Blood of Tyrants

“Come away, Temeraire,” Laurence said, “before that fellow comes up here, and demands to know what we are about. I am damned if I will apologize to him for interference, and more so if I will tell him what you were saying to those beasts: the poor wretches have enough to bear, without being cuffed about further.”

 

 

“Laurence,” Temeraire said, leaping aloft, “do you suppose that they do keep the dragons in the breeding grounds, somehow, even if they are hungry?”

 

Laurence was silent, then heavily said, “I imagine they might set the heavy-weights upon them, if they try to leave.”

 

“But how could the heavy-weights agree to hurt a dragon so much smaller than they are, and who was only hungry, and not taking anything of theirs?” Temeraire said. “Surely they would feel perfect scrubs for doing such a thing. Although I do see,” he added, “that it would be hard to refuse anyone who had given you so much treasure, and helped guard it; one would feel the most extraordinary sense of obligation.
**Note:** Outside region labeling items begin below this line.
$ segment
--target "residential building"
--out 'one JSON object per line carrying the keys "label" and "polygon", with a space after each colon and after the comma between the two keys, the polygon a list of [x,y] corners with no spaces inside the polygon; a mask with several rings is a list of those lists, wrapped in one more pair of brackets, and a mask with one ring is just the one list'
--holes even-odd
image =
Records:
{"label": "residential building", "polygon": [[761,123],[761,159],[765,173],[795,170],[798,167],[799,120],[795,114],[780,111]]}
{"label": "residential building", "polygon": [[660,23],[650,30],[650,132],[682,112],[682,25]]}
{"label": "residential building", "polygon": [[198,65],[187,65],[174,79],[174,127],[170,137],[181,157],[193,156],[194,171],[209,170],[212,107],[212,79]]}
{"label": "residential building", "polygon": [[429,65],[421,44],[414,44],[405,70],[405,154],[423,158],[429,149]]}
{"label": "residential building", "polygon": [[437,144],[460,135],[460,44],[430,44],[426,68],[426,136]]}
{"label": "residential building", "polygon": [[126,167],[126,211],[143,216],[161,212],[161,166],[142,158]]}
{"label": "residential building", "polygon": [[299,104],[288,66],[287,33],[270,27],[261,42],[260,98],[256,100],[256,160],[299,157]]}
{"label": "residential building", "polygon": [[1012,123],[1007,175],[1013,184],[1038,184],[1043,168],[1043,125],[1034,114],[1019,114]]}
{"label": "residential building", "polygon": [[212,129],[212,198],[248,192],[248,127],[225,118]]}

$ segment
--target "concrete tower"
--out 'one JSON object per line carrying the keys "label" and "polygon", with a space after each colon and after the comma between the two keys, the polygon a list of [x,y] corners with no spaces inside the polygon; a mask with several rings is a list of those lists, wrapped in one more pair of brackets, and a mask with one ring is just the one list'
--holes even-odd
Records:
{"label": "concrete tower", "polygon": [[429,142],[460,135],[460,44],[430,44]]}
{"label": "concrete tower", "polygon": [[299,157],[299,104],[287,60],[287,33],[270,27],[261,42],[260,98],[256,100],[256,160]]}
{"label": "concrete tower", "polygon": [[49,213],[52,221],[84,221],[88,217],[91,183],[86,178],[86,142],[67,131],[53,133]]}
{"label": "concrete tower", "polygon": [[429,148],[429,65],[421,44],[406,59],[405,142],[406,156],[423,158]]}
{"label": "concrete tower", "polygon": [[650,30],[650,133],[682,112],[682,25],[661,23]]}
Laurence,” he said suddenly, with dawning realization, “Laurence, is that why you do not care anything for fortune?”

 

“I cannot claim to be so unworldly as to care nothing for fortune,” Laurence said, “but I hope that I am unwilling to be a slave to it.”

 

The notion that fortune might enslave had not previously occurred to Temeraire, and it did not sit very well, but he could not deny that the Russian heavy-weights seemed to be quite willing to put on chains, all for treasure. “But I cannot believe,” he decided, “that they are so dreadful as to pen up small dragons for it; not, at least, without giving them a chance to refute it: I will ask Vosyem.”

 

“Pray save your inquiries for after the battle,” Laurence said. “We cannot hazard a division among our forces now. That might indeed offer Napoleon an advantage he would be quick to seize; and you may be sure that no argument or quarrel could have so powerful an effect, towards your ends, as the demonstration you and the legions—and for that matter, the enemy—are presently setting forward before the eyes of the Russian high command and so many of their young officers, of the immense advantage to be gained by an honorable and just treatment of dragons.”

 

Temeraire did see the necessity of defeating Napoleon, first, before they tried to do anything else; but that only made it all the more aggravating that Napoleon refused to be properly defeated. Anyway he did not see why the Russian dragons had let things get into such a fix, in the first place: even if the heavy-weights did behave so badly, surely the little dragons could sneak out, one after another—or they might mass themselves into groups, and all but a few dash past—there were any number of ways Temeraire might imagine, for them to slip out of the breeding grounds, and once out, they might go anywhere they liked.

 

He devised several dozen such strategems, that afternoon, while there was nothing to do but wait: Laurence had urged him to rest, but Temeraire found he could not sleep properly with the enemy so very close—with victory so very close. He drowsed only a little, and ate his porridge unenthusiastically—he did appreciate, of course, how efficient porridge was, and how necessary to supply a force as large as their own, but he was growing rather tired of it—and then looked around for distraction: but Laurence was closeted with Tharkay and his officers, discussing their positions in the coming battle. That was a somewhat delicate matter, with Tharkay and Dyhern and Ferris not properly officers, although in Temeraire’s opinion that ought not count for much when one considered how ragged the proper officers were, and anyway—he sighed—it seemed they would very likely not have much to do. General Chu had hinted very strongly that Temeraire needn’t expect to do a lot of fighting, himself. It did not seem fair, somehow, that he and Laurence should have made it at all possible for them all to have such a splendid battle, and now have no real share of it themselves.

 

He decided to discuss his thoughts with Grig—in an entirely hypothetical manner; he would not at all provoke a quarrel—and looked for him; Grig was for once not directly in their camp, but sitting on the edge of it, and watching a couple of other Russian dragons hanging about with the long and messy supply-train of the army. They were a sort of dragon Temeraire had not seen at all amongst the Russians before, closer to middle-weight and without any bony plates, colored in green and fawn brown, and they wore only light harness.

 

“Why,” Temeraire said, coming over to join Grig, “those fellows look likely: why are they not fighting? I dare say they would be more use than those heavy-weights, if we had enough of them: where did they come from?”